3. Também comunico com amigos em Israel, e nunca senti a atmosfera tão cerrada, mesmo na esquerda que combate a ocupação. Israel recolheu-se na dor dos seus 1400 mortos, na angústia dos seus 220 reféns, da orgia de sangue agora reproduzida em múltiplos vídeos que as autoridades distribuem aos media, enquanto centenas de milhares de soldados aguardam a iminente invasão terrestre, milhares de civis têm agora licença para se armarem, e as bombas caem em Gaza.
Não em nosso nome, declaram milhares de judeus fora, sobretudo nos EUA. Que não só dizem o que Guterres disse sobre o cessar-fogo, a ocupação, as violações de Israel, como vão além. Dizem a Israel e a esse novo presidente de Israel que se tornou Joe Biden: a nossa dor não é a vossa arma.
Como de outra forma fez uma das reféns que o Hamas libertou, a espantosa Yocheved Lifshitz, de 85 anos. Sofreu no rapto, conta-o. Também conta que foi bem tratada em cativeiro. Não tenho espaço aqui para o que isto pede. Mas a sequência de imagens em que ela estende a mão para se despedir dos captores, e as mãos se apertam, é assombrosa.
Que cada um dos 220 reféns do Hamas se salve. Têm Israel, Biden, UE e parceiros a lutar por isso, e ainda bem. Guterres também o pediu. Mas até ele falar agora, quem com poder falara pelos milhões de palestinianos reféns de Israel há décadas?

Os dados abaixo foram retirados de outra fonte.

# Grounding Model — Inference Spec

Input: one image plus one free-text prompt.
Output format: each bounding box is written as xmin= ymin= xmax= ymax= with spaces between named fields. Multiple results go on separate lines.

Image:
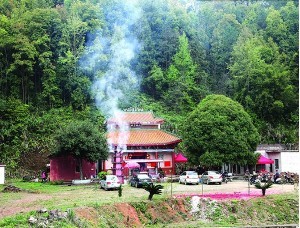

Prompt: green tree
xmin=53 ymin=121 xmax=108 ymax=179
xmin=181 ymin=95 xmax=259 ymax=166
xmin=163 ymin=33 xmax=203 ymax=113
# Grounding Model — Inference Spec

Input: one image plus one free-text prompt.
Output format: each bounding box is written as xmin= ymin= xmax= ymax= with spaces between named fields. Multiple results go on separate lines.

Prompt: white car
xmin=179 ymin=171 xmax=199 ymax=184
xmin=100 ymin=175 xmax=121 ymax=190
xmin=201 ymin=171 xmax=222 ymax=184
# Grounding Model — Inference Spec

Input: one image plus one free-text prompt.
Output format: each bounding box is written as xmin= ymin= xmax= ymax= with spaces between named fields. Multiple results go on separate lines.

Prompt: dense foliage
xmin=52 ymin=121 xmax=108 ymax=180
xmin=0 ymin=0 xmax=299 ymax=172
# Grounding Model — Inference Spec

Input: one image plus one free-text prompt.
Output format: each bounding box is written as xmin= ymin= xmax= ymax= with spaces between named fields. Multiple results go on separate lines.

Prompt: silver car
xmin=201 ymin=171 xmax=222 ymax=184
xmin=100 ymin=175 xmax=121 ymax=190
xmin=179 ymin=171 xmax=199 ymax=184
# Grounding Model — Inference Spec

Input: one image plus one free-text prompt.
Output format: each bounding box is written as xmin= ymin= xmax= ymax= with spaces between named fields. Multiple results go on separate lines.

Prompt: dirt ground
xmin=0 ymin=181 xmax=298 ymax=219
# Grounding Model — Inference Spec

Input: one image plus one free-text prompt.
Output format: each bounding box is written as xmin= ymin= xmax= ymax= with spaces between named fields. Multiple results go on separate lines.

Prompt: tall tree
xmin=53 ymin=121 xmax=108 ymax=179
xmin=163 ymin=33 xmax=203 ymax=113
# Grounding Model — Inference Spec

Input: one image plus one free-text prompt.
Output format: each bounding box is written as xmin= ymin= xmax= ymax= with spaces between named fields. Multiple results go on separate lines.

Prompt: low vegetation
xmin=0 ymin=181 xmax=299 ymax=227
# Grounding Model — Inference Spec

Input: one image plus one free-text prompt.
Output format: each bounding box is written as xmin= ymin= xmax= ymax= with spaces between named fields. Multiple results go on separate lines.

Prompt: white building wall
xmin=279 ymin=151 xmax=300 ymax=173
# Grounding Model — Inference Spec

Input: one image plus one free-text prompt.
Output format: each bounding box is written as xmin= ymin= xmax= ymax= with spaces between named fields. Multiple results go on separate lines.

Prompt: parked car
xmin=201 ymin=171 xmax=222 ymax=184
xmin=100 ymin=175 xmax=121 ymax=190
xmin=130 ymin=173 xmax=152 ymax=188
xmin=179 ymin=171 xmax=199 ymax=184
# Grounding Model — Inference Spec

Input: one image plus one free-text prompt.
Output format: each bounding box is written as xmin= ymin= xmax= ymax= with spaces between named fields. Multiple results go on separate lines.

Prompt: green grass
xmin=0 ymin=180 xmax=299 ymax=227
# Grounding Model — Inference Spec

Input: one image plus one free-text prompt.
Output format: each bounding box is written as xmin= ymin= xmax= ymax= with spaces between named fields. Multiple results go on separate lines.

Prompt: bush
xmin=98 ymin=171 xmax=107 ymax=180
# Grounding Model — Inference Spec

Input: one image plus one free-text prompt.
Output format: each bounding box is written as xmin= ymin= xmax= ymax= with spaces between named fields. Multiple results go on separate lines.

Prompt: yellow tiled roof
xmin=107 ymin=129 xmax=181 ymax=146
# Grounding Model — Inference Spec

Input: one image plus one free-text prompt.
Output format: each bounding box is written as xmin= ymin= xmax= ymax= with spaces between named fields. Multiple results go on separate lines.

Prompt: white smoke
xmin=81 ymin=0 xmax=141 ymax=146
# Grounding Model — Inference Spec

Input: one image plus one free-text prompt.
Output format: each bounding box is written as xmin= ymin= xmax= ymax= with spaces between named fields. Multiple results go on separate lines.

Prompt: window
xmin=164 ymin=161 xmax=171 ymax=167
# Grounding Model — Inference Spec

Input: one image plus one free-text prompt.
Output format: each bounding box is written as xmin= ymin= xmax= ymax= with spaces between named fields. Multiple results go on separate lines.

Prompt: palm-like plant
xmin=255 ymin=181 xmax=273 ymax=196
xmin=143 ymin=183 xmax=164 ymax=200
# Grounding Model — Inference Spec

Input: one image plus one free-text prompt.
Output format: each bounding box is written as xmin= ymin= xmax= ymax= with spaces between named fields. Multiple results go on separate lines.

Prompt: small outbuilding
xmin=50 ymin=156 xmax=96 ymax=181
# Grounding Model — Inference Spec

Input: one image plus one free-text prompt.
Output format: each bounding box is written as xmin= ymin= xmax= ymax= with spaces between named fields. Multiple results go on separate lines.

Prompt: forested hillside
xmin=0 ymin=0 xmax=299 ymax=175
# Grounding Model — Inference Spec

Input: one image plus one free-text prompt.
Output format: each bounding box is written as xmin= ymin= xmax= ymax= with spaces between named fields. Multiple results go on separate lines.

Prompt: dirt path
xmin=0 ymin=193 xmax=52 ymax=219
xmin=0 ymin=181 xmax=295 ymax=219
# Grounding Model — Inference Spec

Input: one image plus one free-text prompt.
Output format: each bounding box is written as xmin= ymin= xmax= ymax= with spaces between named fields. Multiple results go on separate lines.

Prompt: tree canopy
xmin=52 ymin=121 xmax=108 ymax=179
xmin=182 ymin=95 xmax=259 ymax=166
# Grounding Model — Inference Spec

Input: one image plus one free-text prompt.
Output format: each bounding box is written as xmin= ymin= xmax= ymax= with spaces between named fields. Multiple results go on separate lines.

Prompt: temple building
xmin=98 ymin=112 xmax=181 ymax=178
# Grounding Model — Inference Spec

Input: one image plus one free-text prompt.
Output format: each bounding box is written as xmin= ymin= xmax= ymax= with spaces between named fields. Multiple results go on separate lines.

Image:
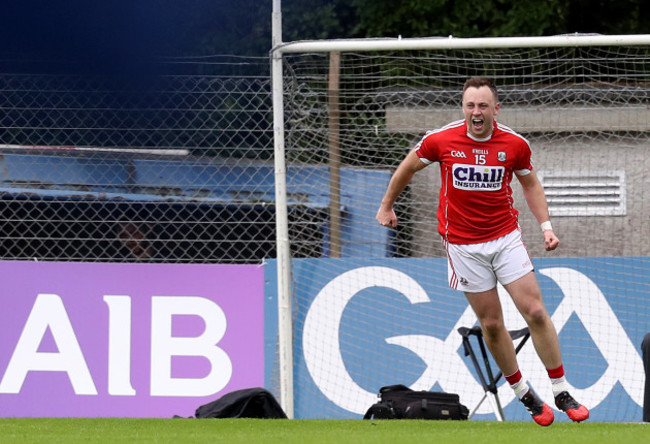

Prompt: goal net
xmin=267 ymin=36 xmax=650 ymax=421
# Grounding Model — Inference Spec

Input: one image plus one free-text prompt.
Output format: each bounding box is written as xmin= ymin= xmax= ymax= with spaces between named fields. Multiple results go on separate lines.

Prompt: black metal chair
xmin=458 ymin=327 xmax=530 ymax=421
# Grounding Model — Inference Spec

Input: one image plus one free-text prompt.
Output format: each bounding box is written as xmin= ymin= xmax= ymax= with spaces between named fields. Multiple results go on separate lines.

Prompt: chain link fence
xmin=0 ymin=57 xmax=324 ymax=263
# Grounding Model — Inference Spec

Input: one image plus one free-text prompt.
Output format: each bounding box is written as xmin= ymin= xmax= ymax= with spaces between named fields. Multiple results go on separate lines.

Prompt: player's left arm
xmin=515 ymin=170 xmax=560 ymax=251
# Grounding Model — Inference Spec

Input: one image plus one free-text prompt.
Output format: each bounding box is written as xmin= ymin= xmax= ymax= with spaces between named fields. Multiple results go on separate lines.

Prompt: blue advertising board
xmin=265 ymin=257 xmax=650 ymax=422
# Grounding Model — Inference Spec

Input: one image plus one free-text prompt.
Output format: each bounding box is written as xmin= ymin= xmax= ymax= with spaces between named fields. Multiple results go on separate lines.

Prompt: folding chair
xmin=458 ymin=327 xmax=530 ymax=421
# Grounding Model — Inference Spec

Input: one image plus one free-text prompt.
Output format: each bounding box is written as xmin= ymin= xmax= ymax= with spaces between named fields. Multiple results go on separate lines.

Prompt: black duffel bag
xmin=363 ymin=384 xmax=469 ymax=420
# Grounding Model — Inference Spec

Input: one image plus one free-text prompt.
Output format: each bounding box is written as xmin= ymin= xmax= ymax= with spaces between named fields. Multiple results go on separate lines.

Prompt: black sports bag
xmin=363 ymin=384 xmax=469 ymax=420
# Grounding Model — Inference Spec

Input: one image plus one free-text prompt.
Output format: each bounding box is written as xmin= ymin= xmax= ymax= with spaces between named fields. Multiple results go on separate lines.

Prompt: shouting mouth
xmin=472 ymin=119 xmax=485 ymax=131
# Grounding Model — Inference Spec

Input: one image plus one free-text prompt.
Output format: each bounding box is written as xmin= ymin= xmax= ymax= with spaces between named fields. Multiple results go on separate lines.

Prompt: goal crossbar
xmin=271 ymin=34 xmax=650 ymax=55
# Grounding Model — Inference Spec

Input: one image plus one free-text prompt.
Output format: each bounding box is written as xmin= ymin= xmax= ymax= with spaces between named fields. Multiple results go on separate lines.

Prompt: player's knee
xmin=481 ymin=319 xmax=506 ymax=338
xmin=522 ymin=304 xmax=548 ymax=325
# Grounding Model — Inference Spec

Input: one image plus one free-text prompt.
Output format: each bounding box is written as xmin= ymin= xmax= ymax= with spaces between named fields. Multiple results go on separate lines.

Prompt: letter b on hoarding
xmin=151 ymin=296 xmax=232 ymax=396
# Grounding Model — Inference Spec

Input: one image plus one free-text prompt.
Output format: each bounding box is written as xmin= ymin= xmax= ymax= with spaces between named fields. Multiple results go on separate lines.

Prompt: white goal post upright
xmin=270 ymin=17 xmax=650 ymax=418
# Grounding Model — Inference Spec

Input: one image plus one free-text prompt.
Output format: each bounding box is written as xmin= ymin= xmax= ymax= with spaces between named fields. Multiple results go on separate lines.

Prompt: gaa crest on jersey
xmin=452 ymin=163 xmax=505 ymax=191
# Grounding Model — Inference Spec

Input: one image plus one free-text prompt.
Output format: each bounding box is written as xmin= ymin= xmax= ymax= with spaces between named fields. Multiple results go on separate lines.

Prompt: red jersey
xmin=415 ymin=120 xmax=533 ymax=244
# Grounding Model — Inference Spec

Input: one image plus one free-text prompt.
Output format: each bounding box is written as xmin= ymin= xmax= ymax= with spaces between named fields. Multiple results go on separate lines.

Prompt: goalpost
xmin=271 ymin=6 xmax=650 ymax=421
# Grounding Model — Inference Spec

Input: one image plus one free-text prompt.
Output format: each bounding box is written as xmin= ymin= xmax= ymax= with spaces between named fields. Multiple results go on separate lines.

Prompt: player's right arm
xmin=376 ymin=150 xmax=427 ymax=227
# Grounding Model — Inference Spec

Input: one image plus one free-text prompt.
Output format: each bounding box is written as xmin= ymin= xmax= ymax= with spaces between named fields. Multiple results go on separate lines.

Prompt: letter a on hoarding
xmin=0 ymin=294 xmax=97 ymax=395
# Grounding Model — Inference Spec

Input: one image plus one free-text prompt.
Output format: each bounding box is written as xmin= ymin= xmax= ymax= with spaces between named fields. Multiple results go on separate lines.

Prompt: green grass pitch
xmin=0 ymin=418 xmax=650 ymax=444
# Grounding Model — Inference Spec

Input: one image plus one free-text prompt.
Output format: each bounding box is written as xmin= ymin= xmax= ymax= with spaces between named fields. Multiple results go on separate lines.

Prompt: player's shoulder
xmin=497 ymin=122 xmax=530 ymax=148
xmin=424 ymin=119 xmax=465 ymax=139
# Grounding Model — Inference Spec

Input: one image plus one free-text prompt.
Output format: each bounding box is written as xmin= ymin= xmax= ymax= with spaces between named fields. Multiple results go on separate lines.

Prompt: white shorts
xmin=443 ymin=229 xmax=533 ymax=293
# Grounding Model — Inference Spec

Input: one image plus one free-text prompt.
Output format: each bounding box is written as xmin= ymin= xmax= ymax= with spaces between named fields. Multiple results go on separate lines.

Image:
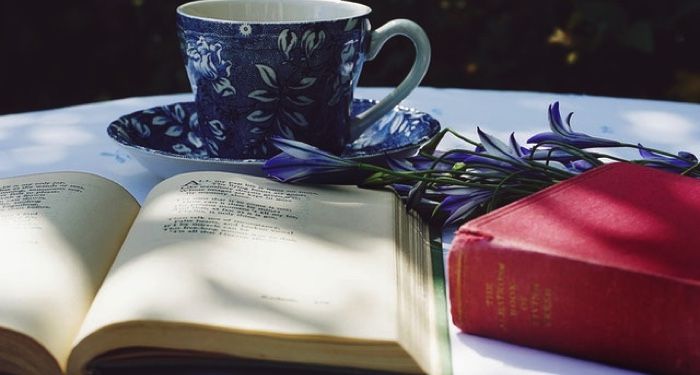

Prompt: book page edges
xmin=0 ymin=172 xmax=139 ymax=374
xmin=67 ymin=320 xmax=422 ymax=375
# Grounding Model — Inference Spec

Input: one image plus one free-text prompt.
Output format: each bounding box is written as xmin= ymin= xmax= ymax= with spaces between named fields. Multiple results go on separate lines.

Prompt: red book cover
xmin=448 ymin=163 xmax=700 ymax=374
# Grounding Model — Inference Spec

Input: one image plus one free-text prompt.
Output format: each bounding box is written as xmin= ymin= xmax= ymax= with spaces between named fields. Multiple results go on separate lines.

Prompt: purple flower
xmin=527 ymin=102 xmax=620 ymax=149
xmin=263 ymin=137 xmax=356 ymax=182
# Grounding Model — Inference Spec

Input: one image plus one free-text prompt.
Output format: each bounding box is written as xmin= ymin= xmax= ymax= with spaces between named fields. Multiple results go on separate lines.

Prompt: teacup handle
xmin=350 ymin=19 xmax=430 ymax=138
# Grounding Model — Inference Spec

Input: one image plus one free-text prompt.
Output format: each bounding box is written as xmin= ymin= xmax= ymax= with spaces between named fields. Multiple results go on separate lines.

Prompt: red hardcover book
xmin=448 ymin=163 xmax=700 ymax=374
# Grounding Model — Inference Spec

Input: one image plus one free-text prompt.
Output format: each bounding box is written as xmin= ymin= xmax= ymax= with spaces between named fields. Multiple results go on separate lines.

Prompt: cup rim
xmin=176 ymin=0 xmax=372 ymax=25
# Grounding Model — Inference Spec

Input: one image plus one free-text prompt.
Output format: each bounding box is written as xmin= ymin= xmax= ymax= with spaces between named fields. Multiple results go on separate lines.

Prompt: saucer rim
xmin=107 ymin=98 xmax=441 ymax=166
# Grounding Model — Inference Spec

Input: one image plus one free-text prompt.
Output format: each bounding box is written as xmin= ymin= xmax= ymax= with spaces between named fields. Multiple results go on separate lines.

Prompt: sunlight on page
xmin=80 ymin=173 xmax=397 ymax=346
xmin=0 ymin=214 xmax=93 ymax=368
xmin=0 ymin=173 xmax=138 ymax=366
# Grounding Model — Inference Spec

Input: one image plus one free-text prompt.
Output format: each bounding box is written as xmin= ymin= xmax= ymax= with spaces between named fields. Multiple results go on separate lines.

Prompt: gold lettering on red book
xmin=496 ymin=262 xmax=508 ymax=331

4. Há um par de dias, Obama criticou o corte de água, comida e energia, a desumanização dos palestinianos que endurece gerações. Ajudou a atenuar o belicismo de Biden. O próprio Biden parece tê-lo atenuado.
Mas foi Guterres quem deu o salto em frente. Será mais difícil proibir bandeiras palestinianas, reprimir manifestações, expor um preconceito em curso. Que a Europa se pergunte: se fossem cristãos, judeus, brancos, já apelaria ao cessar-fogo? Teríamos chegado ao gueto de Gaza? Nunca mais é nunca mais para toda a gente. Zero tolerância para anti-semitismo vai a par com zero tolerância para qualquer racismo.
E no seu salto em frente, Guterres toca essa nova geração que está agora mesmo a sair à rua pelo mundo contra o horror em Gaza. Em vigília frente ao Parlamento português, na língua do secretário-geral da ONU, no instante mesmo em que termino este texto.»